Si creano così vere e proprie “sinergie tra mafie e colletti bianchi” con questi ultimi cui spetta il compito di curare le importazioni dei prodotti dell’est Europa e gestirne la distribuzione attraverso società create ad hoc attraverso le quali vengono riciclati i capitali messi a disposizione dalle organizzazioni. Sempre più spesso inoltre, spiegano ancora gli investigatori della Dia, le mafie ricorrono a pagamenti in criptovalute: i bitcoin e, più recentemente, il ‘Monero‘, che non consentono il tracciamento e sfuggono al monitoraggio bancario”.

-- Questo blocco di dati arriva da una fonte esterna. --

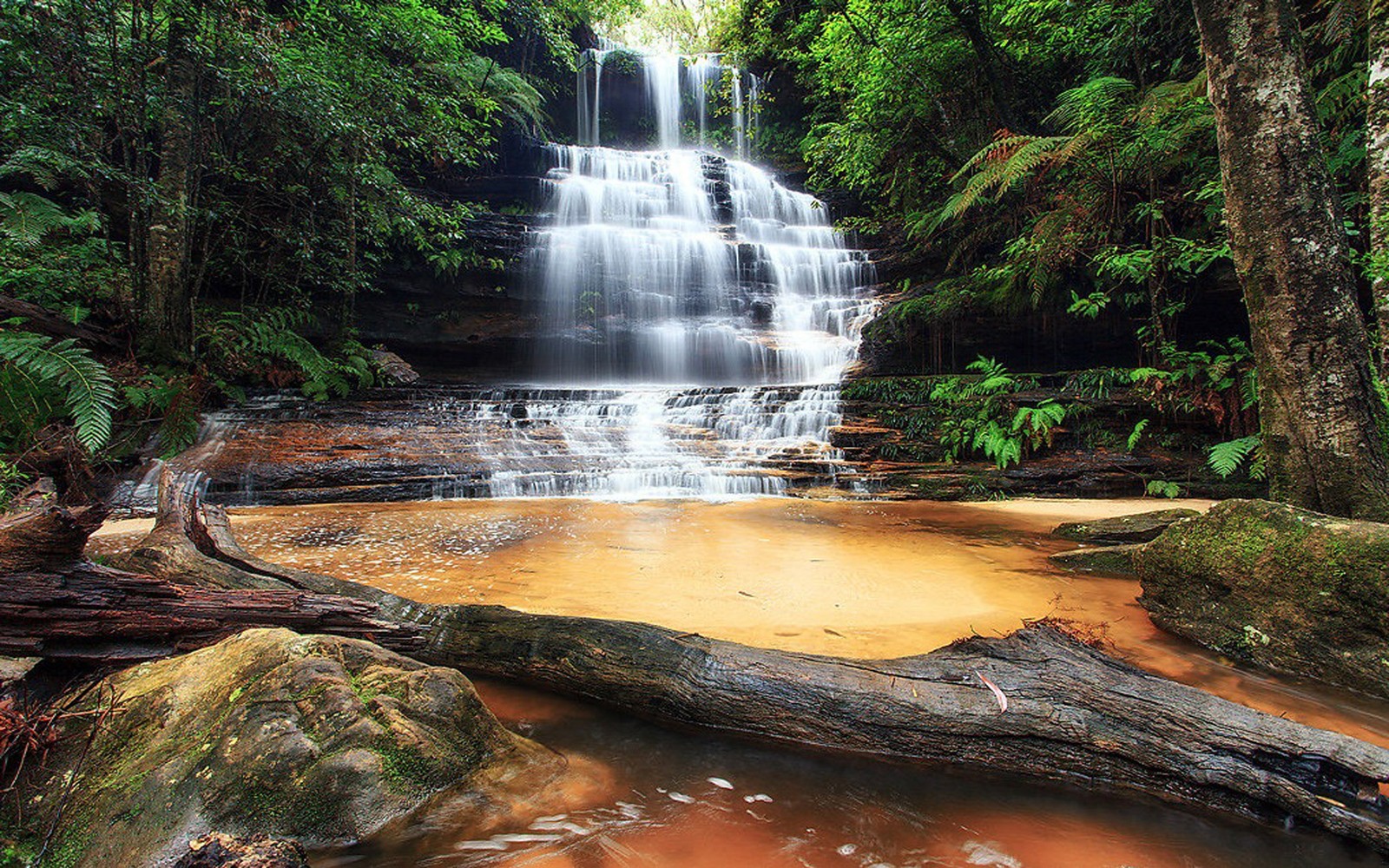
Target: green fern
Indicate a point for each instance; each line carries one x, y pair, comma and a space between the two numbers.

Nella relazione si mette in evidenza anche che le mafie “potrebbero rivolgere le proprie attenzioni operative verso i fondi comunitari che giungeranno a breve grazie alle iniziative del governo per assicurare un tempestivo sostegno economico in favore delle categorie più colpite dalle restrizioni dovute al Covid“. Durante il perdurare dell’emergenza sanitaria, “la tendenza ad infiltrare in modo capillare il tessuto economico e sociale sano si sarebbe”, per gli investigatori della Dia, “ulteriormente evidenziata”. Si tratta infatti di “una strategia criminale che in un periodo di grave crisi offrirebbe alle organizzazioni l’occasione sia di poter rilevare a buon mercato imprese in difficoltà, sia di accaparrarsi le risorse pubbliche stanziate per fronteggiare l’emergenza sanitaria”.

Le mani della ‘ndrangheta si posano anche sul reddito di cittadinanza. “La spregiudicata avidità della ‘ndrangheta non esita a sfruttare il reddito di cittadinanza nonostante la crisi economica che grava anche sul contesto sociale calabrese e benché l’organizzazione disponga di ingenti risorse finanziarie illecitamente accumulate”. Il riferimento è a una serie di inchieste che hanno visto diversi personaggi affiliati o contigui ai clan calabresi quali indebiti percettori del reddito di cittadinanza: coinvolti, in particolare, uomini delle famiglie Accorinti, Mannolo, Pesce, Bellocco. Nell’ambito dell’operazione Tantalo, ad esempio, i carabinieri hanno deferito all’autorità giudiziaria di Locri 135 percettori irregolari di buoni spesa Covid, alcuni dei quali legati per vincoli di parentela e/o affinità a sodalizi del luogo e, circa la metà, residenti a San Luca.